E tanti, tanti altri. Dove sono?
Cominciando a leggere Rebus,
viene spontaneo parafrasare
l’attacco della prima canzone
di quel meraviglioso album di
De André, ispirato all’Antologia
di Spoon River, anche se i nostri personaggi non dormono
nel cimitero sulla collina, ma
nell’ospizio Bertini-Dondi. Non
sono morti, ma alla morte vicinissimi.
Già, la signora con la falce visita
spesso l’istituto, anche se nessuno la invita; ma questa volta
ha voluto esagerare, prendendosi la vita di Mariuccia Michelini, un’addetta alla cucina che di
anni davanti a sé ne avrebbe un
bel po’, e invece eccola lì, trafitta da un coltellaccio.

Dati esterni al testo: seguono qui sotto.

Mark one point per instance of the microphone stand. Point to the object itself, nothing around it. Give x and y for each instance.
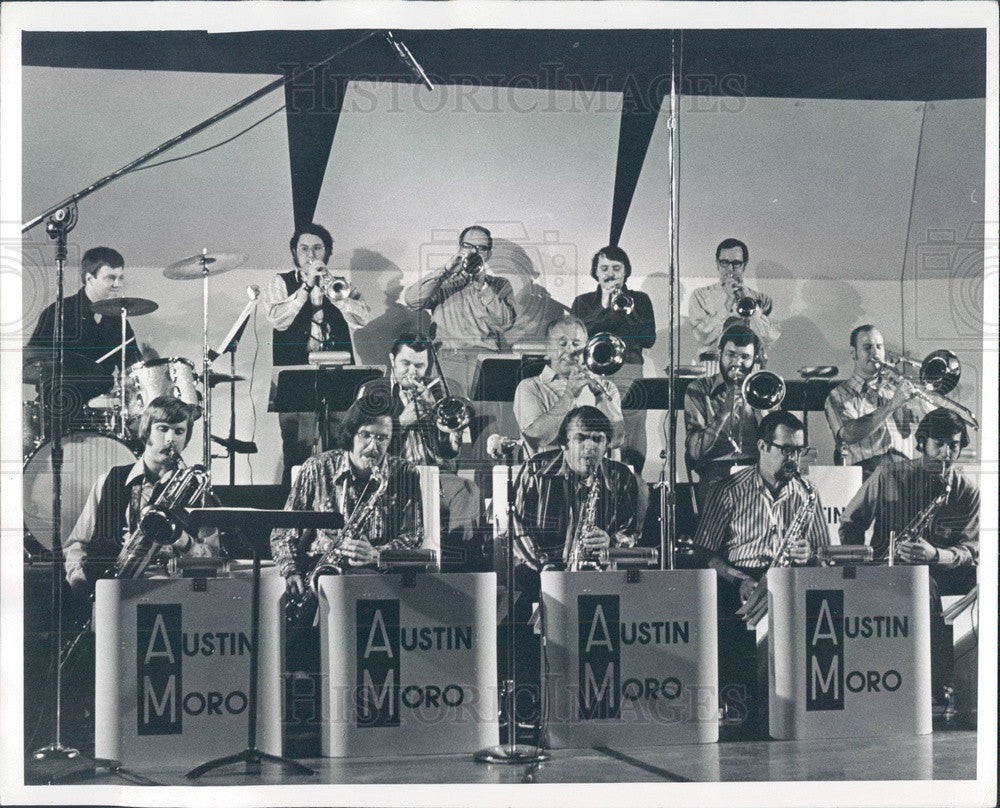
(511, 752)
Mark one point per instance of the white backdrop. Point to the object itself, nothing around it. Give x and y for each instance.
(820, 190)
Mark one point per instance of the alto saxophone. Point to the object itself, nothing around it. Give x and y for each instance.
(157, 524)
(577, 556)
(756, 604)
(920, 523)
(331, 561)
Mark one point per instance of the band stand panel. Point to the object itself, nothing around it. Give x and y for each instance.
(849, 652)
(630, 664)
(409, 666)
(173, 668)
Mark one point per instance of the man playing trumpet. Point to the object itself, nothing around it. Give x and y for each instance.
(542, 402)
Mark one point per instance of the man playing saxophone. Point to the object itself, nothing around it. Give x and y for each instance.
(752, 518)
(114, 506)
(378, 494)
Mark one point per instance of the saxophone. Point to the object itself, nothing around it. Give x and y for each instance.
(755, 606)
(920, 523)
(331, 561)
(577, 557)
(157, 523)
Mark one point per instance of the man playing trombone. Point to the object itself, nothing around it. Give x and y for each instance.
(720, 425)
(873, 414)
(542, 402)
(760, 516)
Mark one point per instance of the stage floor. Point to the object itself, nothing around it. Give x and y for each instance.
(948, 754)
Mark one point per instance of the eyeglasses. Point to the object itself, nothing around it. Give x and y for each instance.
(380, 439)
(789, 452)
(479, 248)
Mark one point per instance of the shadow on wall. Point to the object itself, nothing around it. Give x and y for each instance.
(534, 306)
(380, 283)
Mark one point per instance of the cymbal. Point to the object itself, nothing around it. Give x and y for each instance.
(134, 306)
(188, 269)
(223, 378)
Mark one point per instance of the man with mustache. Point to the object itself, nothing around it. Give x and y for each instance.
(742, 527)
(340, 479)
(114, 506)
(873, 419)
(718, 423)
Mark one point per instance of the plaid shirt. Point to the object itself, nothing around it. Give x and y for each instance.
(745, 525)
(326, 482)
(856, 398)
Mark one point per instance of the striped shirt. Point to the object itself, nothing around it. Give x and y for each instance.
(744, 524)
(856, 398)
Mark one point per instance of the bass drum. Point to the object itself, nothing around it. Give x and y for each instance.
(86, 456)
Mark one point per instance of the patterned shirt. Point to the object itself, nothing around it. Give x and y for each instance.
(896, 492)
(745, 524)
(327, 482)
(855, 398)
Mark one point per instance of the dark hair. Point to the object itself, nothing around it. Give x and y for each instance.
(567, 319)
(728, 244)
(97, 257)
(168, 410)
(741, 336)
(861, 329)
(489, 236)
(612, 253)
(590, 418)
(312, 229)
(941, 424)
(769, 424)
(365, 410)
(414, 341)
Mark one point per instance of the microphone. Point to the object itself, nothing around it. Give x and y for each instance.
(407, 59)
(819, 372)
(497, 446)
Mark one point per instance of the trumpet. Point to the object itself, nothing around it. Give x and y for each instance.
(940, 372)
(621, 302)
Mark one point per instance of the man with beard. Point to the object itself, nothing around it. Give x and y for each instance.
(872, 418)
(721, 427)
(341, 480)
(113, 508)
(743, 527)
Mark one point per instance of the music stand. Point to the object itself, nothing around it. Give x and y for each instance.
(321, 390)
(255, 526)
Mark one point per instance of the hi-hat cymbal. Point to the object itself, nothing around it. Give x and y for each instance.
(134, 306)
(223, 378)
(188, 269)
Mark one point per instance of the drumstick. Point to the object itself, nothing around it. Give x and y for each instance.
(115, 350)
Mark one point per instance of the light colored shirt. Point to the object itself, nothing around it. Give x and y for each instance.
(708, 312)
(78, 541)
(538, 395)
(468, 316)
(856, 398)
(746, 525)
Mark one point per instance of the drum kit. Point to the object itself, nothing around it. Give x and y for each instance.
(104, 433)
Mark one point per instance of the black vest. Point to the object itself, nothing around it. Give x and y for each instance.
(291, 346)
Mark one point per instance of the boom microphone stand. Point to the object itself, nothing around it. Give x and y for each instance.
(510, 752)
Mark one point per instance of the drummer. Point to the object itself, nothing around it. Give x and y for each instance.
(87, 336)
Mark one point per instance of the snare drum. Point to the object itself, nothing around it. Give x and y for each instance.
(86, 456)
(32, 426)
(169, 376)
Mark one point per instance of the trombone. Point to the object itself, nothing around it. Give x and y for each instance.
(939, 375)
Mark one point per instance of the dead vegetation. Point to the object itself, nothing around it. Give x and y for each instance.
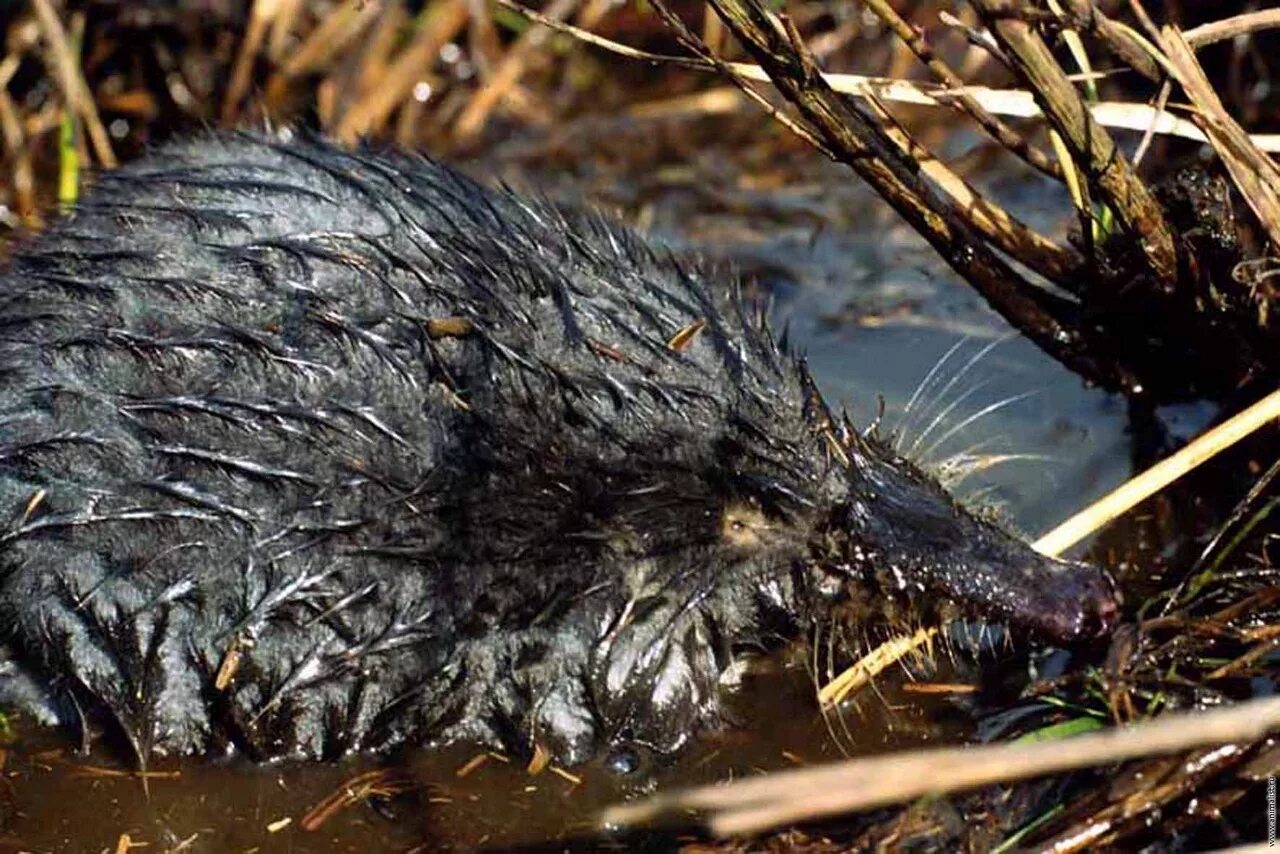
(1165, 291)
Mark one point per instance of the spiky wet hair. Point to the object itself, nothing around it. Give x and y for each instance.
(307, 451)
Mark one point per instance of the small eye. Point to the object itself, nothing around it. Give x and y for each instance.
(744, 525)
(625, 761)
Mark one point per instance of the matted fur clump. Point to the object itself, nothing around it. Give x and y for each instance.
(306, 451)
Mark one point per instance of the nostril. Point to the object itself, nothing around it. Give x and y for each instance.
(1107, 606)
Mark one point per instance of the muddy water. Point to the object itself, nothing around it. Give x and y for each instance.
(877, 315)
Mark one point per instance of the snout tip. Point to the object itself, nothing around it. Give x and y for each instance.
(1088, 610)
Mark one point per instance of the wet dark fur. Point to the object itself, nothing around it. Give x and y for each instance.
(259, 496)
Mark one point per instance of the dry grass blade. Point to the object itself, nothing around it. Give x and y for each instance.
(1092, 149)
(507, 73)
(72, 82)
(1255, 173)
(787, 797)
(871, 666)
(1009, 103)
(440, 23)
(260, 19)
(1160, 475)
(1233, 27)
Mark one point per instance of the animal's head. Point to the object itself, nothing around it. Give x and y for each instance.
(680, 493)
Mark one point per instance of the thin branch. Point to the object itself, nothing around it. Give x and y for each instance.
(789, 797)
(999, 131)
(1091, 145)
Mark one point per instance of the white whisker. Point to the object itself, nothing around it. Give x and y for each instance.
(906, 410)
(964, 370)
(982, 412)
(942, 415)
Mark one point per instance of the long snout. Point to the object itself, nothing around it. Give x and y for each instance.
(935, 547)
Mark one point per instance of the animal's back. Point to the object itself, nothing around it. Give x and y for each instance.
(256, 403)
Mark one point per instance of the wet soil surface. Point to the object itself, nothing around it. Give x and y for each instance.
(880, 318)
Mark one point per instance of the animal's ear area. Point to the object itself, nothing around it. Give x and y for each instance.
(842, 439)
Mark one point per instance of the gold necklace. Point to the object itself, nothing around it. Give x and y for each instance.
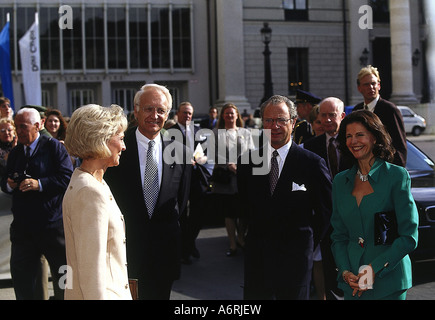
(84, 170)
(362, 177)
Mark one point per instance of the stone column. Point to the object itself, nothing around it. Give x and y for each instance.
(359, 39)
(429, 9)
(401, 53)
(231, 57)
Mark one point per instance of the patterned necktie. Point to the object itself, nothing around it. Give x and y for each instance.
(151, 180)
(274, 172)
(27, 152)
(332, 156)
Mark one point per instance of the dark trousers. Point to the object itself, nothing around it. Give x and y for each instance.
(153, 289)
(26, 250)
(288, 293)
(191, 222)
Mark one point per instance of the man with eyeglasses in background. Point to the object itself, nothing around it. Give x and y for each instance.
(151, 203)
(5, 108)
(287, 209)
(331, 111)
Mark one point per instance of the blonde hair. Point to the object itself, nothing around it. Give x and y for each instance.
(91, 127)
(153, 86)
(368, 71)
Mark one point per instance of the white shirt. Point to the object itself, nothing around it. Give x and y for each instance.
(142, 148)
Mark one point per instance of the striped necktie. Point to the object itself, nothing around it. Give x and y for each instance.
(151, 180)
(274, 172)
(332, 156)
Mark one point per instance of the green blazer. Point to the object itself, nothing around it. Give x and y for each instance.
(391, 263)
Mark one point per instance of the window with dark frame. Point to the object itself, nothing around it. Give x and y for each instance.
(297, 70)
(295, 10)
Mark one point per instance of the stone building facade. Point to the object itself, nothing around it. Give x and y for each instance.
(210, 51)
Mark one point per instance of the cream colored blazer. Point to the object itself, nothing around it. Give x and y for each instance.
(95, 241)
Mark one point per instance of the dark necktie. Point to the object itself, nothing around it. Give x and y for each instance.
(274, 172)
(27, 153)
(151, 180)
(332, 156)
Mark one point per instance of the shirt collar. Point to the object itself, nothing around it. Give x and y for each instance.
(144, 140)
(283, 151)
(372, 104)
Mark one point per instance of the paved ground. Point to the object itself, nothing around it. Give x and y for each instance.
(215, 276)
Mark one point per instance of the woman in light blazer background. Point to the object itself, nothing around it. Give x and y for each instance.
(93, 223)
(371, 186)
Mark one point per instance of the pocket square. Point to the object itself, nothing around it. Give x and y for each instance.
(296, 187)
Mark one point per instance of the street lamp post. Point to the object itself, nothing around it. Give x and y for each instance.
(266, 35)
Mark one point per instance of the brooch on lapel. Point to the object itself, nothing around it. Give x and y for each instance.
(296, 187)
(361, 242)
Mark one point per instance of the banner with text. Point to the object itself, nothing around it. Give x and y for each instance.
(5, 65)
(30, 65)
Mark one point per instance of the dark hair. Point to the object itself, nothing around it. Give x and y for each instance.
(63, 124)
(383, 147)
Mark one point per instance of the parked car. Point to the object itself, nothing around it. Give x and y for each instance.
(414, 123)
(421, 170)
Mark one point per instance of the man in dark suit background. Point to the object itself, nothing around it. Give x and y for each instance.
(153, 235)
(192, 217)
(305, 101)
(39, 170)
(287, 221)
(331, 112)
(369, 85)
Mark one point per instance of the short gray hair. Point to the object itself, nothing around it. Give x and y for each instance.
(34, 115)
(276, 100)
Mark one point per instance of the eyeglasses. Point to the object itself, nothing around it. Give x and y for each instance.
(150, 109)
(279, 122)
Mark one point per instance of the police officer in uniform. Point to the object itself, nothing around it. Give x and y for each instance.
(305, 101)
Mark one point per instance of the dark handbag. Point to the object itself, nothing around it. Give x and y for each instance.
(221, 175)
(385, 228)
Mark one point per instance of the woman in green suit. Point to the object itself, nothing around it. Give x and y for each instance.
(373, 185)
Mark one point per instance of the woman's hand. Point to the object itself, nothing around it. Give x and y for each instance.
(354, 281)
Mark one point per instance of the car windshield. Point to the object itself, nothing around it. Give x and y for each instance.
(420, 167)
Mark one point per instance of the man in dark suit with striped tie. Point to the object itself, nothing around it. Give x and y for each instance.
(152, 231)
(331, 113)
(287, 210)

Il delitto complica la vita di
Santa, la giovane neodirettrice. Lei di problemi è già fornita
quanto basta e avanza: due anni
a combattere fino allo sfinimento contro un tumore raro, che
l’hanno resa solitaria e (forse)
anaffettiva. Ma deve tuffarsi,
da provetta nuotatrice qual è,
rischiare di persona; e le indagini scompigliano i rituali del
Bertini-Dondi, che diventa teatro dell’assurda tragicommedia
recitata da attori sempre pencolanti tra dignità e abiezione,
demenza e magiche intuizioni,
sfascio corporale e allucinata
ribellione al destino comune.
L’occhio dell’autore guarda
con dolente e divertita pietas,
è spettatore profondamente
coinvolto, come Lee Masters
(giustificato dunque l’accostamento iniziale); non applaude e
non fischia, conduce abilmente
la trama fino alla soluzione del
rebus e all’epifanico finale in
cui Santa scopre il colpevole e
soprattutto sé stessa. Rebus, vincitore del Premio
Baskerville 2024, rivela uno
scrittore di singolare talento e
umanità.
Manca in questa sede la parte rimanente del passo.